Déicide, ou la liberté

Religion

 

«Pour peu que tu naisses de ce côté-ci de la frontière ou de celui-là, tu seras hindouiste, bouddhiste, musulman. Catholique à Rome ou Dublin, luthérien à Münster, calviniste à Genève, musulman à Alger, Ryad ou Istanbul, et juif peut-être à New York ou Jérusalem.»

Lu dans le cadre de la Masse Critique Babelio Déicide, ou la liberté est la suite du premier conte philosophique de Thierry Hoquet, Sexus Nullus.

Alors que sa popularité est au plus haut, à la veille du second tour des élections présidentielles, Ulysse Riveneuve, le candidat qui promettait de ne plus mentionner le sexe à l’état civil, disparaît sans laisse de traces. Son enlèvement est revendiqué par un mystérieux « Front oecuménique du Salut », qui voyait en Ulysse Riveneuve une menace à l’ordre établi et à la loi divine.

Sa compagne Karine Dubois, d’abord atterrée par la nouvelle et par les réactions fusant de toutes part, décide en réaction de « reprendre le flambeau » du combat d’Ulysse en militant pour le déicide, c’est à dire la disparition totale du fait religieux dans l’espace public.

S’ensuivent alors une série de péripéties plus ou moins réalistes et drôles, ponctuées de tirades d’arguments pour ou contre le déicide proférées par Dubois et par ses adversaires politiques. Le paysage politique français contemporain est à peine voilé sous des noms d’emprunts, et il est vraiment aisé de deviner sur quels protagonistes Thierry Hoquet tire à boulets rouges. Et pour cause, tout le monde en prend pour son grade dans cet essai sur la religion en forme de conte philosophique.

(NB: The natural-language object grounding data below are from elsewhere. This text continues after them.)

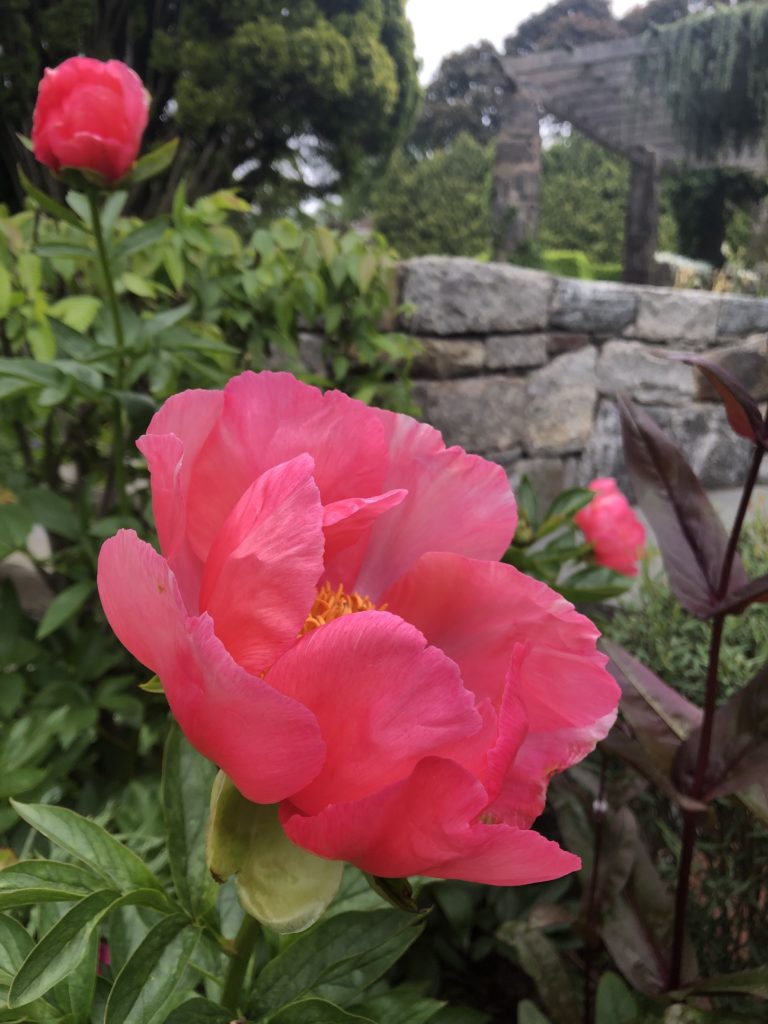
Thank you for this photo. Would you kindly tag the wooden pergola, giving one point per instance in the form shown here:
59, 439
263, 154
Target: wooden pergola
597, 90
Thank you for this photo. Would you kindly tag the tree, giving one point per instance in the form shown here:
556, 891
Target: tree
584, 196
262, 86
463, 97
565, 24
437, 203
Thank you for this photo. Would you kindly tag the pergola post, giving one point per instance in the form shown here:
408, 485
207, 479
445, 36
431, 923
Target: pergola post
641, 225
516, 185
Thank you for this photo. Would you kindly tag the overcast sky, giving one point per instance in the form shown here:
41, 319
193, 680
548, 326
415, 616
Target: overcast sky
444, 26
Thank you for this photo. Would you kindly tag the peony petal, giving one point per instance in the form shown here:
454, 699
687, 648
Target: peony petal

En posant un idéal volontairement extrême, intenable et inatteignable l’auteur s’engage dans un débat d’idées sur la religion dans l’espace public, la laïcité à la française et l’extrémisme religieux et politique. En égratignant, au passage, toute la classe politique française, les médias et le peuple.

Sur le principe, je pense qu’il faut aborder Déicide comme un essai sur la religion dans l’espace public, une matière à réflexion, un cours de philo en quelque sorte (l’auteur enseigne d’ailleurs cette discipline).

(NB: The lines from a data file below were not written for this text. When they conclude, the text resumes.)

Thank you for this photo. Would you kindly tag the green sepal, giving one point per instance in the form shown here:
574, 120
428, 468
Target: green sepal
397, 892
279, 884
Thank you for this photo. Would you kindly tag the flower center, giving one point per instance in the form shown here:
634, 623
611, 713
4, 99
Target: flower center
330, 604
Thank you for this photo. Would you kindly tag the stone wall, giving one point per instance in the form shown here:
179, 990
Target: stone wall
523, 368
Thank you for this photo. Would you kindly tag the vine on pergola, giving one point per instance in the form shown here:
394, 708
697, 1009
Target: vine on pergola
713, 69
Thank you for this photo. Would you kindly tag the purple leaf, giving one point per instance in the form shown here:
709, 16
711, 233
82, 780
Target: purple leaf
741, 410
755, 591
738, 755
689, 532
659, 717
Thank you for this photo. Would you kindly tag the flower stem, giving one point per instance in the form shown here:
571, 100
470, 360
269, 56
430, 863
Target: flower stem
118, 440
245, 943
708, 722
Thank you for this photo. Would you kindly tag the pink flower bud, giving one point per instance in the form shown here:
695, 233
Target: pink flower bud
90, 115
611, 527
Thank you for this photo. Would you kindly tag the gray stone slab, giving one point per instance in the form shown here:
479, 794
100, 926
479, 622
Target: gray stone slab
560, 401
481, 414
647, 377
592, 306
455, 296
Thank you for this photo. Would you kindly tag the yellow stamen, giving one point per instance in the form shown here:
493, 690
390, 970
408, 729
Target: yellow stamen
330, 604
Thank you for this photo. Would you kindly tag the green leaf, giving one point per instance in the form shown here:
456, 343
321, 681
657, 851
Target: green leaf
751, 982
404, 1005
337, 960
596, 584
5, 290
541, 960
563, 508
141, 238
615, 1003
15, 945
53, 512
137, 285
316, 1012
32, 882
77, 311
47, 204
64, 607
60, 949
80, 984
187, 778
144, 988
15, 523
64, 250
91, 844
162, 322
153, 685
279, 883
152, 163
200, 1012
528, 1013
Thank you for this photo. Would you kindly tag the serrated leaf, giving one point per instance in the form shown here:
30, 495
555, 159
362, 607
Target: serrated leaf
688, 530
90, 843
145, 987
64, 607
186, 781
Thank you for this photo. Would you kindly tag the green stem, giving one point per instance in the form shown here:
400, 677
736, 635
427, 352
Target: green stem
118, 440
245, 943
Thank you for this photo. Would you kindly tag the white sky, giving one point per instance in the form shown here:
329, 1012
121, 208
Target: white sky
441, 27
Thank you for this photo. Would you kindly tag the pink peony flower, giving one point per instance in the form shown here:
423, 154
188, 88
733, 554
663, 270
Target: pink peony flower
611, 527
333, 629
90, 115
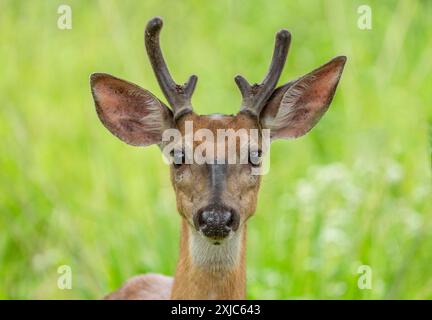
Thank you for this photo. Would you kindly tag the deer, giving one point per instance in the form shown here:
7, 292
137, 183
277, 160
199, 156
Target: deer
214, 199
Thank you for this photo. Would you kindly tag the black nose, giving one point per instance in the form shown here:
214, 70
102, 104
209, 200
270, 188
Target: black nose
216, 221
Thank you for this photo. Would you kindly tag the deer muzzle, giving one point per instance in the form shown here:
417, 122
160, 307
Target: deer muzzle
216, 221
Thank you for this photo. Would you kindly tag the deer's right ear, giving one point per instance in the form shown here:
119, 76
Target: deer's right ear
129, 112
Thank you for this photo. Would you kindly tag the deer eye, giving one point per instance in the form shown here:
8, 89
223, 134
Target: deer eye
255, 158
178, 157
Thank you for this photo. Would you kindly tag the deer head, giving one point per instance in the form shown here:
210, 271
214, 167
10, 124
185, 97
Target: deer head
215, 198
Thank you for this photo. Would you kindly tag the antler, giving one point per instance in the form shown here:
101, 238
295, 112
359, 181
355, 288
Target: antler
255, 96
178, 96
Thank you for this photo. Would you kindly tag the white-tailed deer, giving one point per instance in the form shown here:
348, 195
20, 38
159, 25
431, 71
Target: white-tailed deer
215, 199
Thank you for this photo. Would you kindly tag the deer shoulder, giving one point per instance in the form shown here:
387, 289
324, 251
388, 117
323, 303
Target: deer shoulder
144, 287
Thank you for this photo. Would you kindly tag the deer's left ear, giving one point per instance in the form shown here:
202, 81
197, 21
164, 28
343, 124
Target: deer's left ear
294, 108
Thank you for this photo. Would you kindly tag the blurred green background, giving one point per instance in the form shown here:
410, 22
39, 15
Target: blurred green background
355, 191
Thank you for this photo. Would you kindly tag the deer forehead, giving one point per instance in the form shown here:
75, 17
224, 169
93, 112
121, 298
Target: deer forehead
214, 122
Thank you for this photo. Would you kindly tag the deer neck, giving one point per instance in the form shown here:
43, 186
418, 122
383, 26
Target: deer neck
208, 271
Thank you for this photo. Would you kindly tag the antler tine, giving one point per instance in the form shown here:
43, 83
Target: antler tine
178, 96
255, 96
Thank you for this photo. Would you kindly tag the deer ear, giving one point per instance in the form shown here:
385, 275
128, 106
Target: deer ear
129, 112
295, 108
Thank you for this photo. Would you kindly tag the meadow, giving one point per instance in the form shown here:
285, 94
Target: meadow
355, 191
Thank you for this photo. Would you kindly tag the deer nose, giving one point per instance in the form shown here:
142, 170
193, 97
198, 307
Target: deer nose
216, 222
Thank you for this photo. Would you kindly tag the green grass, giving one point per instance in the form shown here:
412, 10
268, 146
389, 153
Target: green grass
355, 191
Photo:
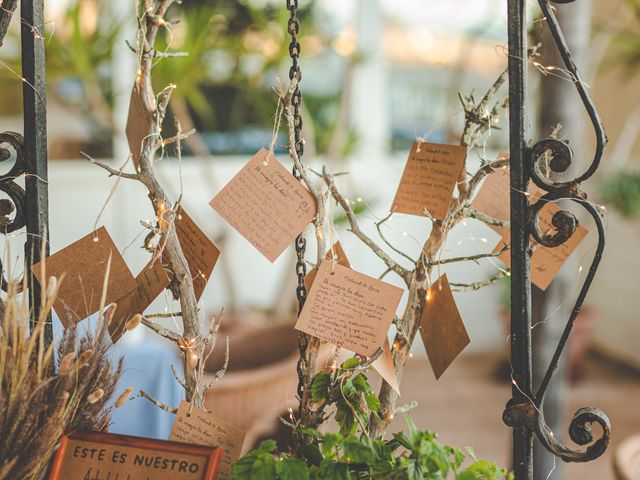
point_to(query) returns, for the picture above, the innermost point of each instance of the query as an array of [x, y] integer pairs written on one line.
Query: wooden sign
[[429, 178], [546, 262], [151, 281], [83, 264], [107, 456], [266, 204], [194, 425], [441, 328], [349, 309]]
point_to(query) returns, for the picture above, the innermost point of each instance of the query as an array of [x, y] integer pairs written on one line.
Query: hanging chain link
[[293, 27]]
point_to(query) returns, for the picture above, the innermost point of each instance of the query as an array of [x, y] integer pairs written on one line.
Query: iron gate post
[[35, 147], [547, 164], [520, 276]]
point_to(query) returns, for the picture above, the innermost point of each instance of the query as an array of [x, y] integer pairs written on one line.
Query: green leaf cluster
[[622, 192], [350, 392], [412, 455]]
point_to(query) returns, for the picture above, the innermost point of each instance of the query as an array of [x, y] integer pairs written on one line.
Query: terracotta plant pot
[[261, 379]]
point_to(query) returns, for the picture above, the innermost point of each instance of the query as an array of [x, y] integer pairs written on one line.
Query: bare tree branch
[[112, 171], [469, 287], [157, 402], [355, 229], [471, 258], [7, 7], [164, 332]]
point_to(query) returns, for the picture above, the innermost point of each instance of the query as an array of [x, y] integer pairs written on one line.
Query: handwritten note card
[[441, 328], [429, 178], [384, 366], [200, 252], [266, 205], [193, 425], [151, 281], [139, 123], [546, 262], [349, 309], [84, 264]]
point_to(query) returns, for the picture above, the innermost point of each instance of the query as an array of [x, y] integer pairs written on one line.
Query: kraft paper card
[[441, 328], [193, 425], [349, 309], [336, 254], [546, 262], [84, 264], [200, 252], [266, 204], [494, 197], [151, 281], [429, 178], [384, 366]]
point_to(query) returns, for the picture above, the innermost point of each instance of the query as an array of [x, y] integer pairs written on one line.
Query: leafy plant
[[622, 192], [413, 455]]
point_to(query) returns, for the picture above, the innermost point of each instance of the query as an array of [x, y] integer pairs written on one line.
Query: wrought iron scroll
[[29, 206], [545, 160]]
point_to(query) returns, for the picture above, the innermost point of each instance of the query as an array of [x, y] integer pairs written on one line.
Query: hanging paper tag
[[429, 178], [384, 366], [200, 252], [546, 262], [151, 281], [193, 425], [84, 264], [266, 204], [441, 328], [349, 309]]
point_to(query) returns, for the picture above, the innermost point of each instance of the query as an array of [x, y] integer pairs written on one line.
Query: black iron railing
[[525, 411], [28, 207]]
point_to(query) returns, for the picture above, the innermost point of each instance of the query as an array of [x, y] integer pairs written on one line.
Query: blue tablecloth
[[147, 366]]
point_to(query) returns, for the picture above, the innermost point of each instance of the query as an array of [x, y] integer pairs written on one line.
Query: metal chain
[[293, 27]]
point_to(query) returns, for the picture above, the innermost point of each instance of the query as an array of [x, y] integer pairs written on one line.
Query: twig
[[158, 54], [220, 373], [404, 273], [176, 138], [163, 315], [485, 170], [471, 212], [471, 258], [179, 379], [112, 171], [160, 330], [398, 251], [157, 402], [470, 287], [7, 7]]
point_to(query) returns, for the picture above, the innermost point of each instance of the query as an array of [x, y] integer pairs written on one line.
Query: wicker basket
[[253, 398]]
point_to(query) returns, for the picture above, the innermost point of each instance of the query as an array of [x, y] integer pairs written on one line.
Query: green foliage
[[622, 192], [626, 43], [349, 390], [412, 455]]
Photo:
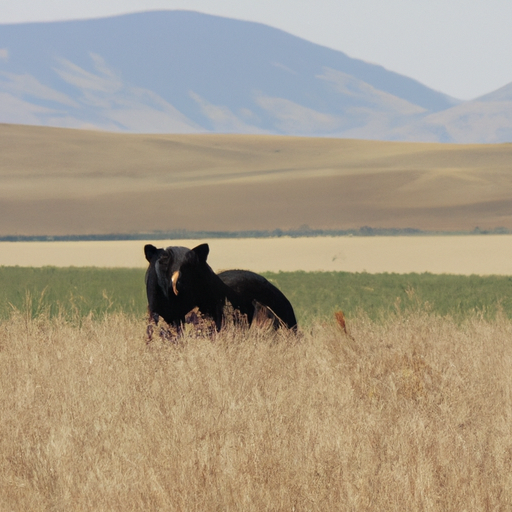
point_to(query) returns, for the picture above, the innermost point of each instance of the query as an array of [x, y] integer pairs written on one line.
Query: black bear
[[248, 292], [162, 301], [179, 279]]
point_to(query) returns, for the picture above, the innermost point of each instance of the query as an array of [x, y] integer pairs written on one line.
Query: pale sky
[[460, 47]]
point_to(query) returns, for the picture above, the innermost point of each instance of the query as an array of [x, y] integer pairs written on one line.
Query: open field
[[76, 293], [62, 182], [475, 254], [410, 414]]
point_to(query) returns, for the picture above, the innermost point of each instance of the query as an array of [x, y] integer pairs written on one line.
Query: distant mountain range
[[185, 72]]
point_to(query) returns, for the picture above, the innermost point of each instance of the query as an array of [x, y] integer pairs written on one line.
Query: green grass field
[[78, 292]]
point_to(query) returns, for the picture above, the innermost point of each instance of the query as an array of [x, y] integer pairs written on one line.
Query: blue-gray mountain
[[185, 72]]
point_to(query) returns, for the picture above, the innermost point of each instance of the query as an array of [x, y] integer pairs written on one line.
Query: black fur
[[245, 290], [198, 286], [162, 302]]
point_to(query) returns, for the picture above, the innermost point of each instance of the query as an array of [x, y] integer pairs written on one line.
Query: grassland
[[409, 413], [81, 292], [72, 182]]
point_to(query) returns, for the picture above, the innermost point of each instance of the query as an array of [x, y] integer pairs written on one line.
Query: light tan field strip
[[482, 255], [61, 182]]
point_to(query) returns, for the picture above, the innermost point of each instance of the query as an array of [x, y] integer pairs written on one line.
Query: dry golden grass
[[61, 182], [415, 414]]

Mais là où Sexus Nullus était court, percutant et pertinent Déicide, ou la liberté est long, trop bavard et dispersé. Les seules figures que j’ai trouvé intéressantes sont des personnages très secondaires: Asmus, le geôlier d’Ulysse Riveneuve, et Jacqueline Hallier, la vieille amie juive de Karine Dubois.  Là où Sexus Nullus faisait mouche par sa modernité et la pertinence de sa thèse, développée dans plusieurs domaines, j’ai vraiment trouvé que Déicide se perdait dans le puit sans fond de la religion, même si la réflexion sur le sujet n’est jamais inintéressante. Les tirades répétées des uns et des autres, la virulence exagérée des personnages principaux (Karine Dubois en tête) a rendu ma lecture assez désagréable, et la thèse première du livre se perd et devient peu convaincante.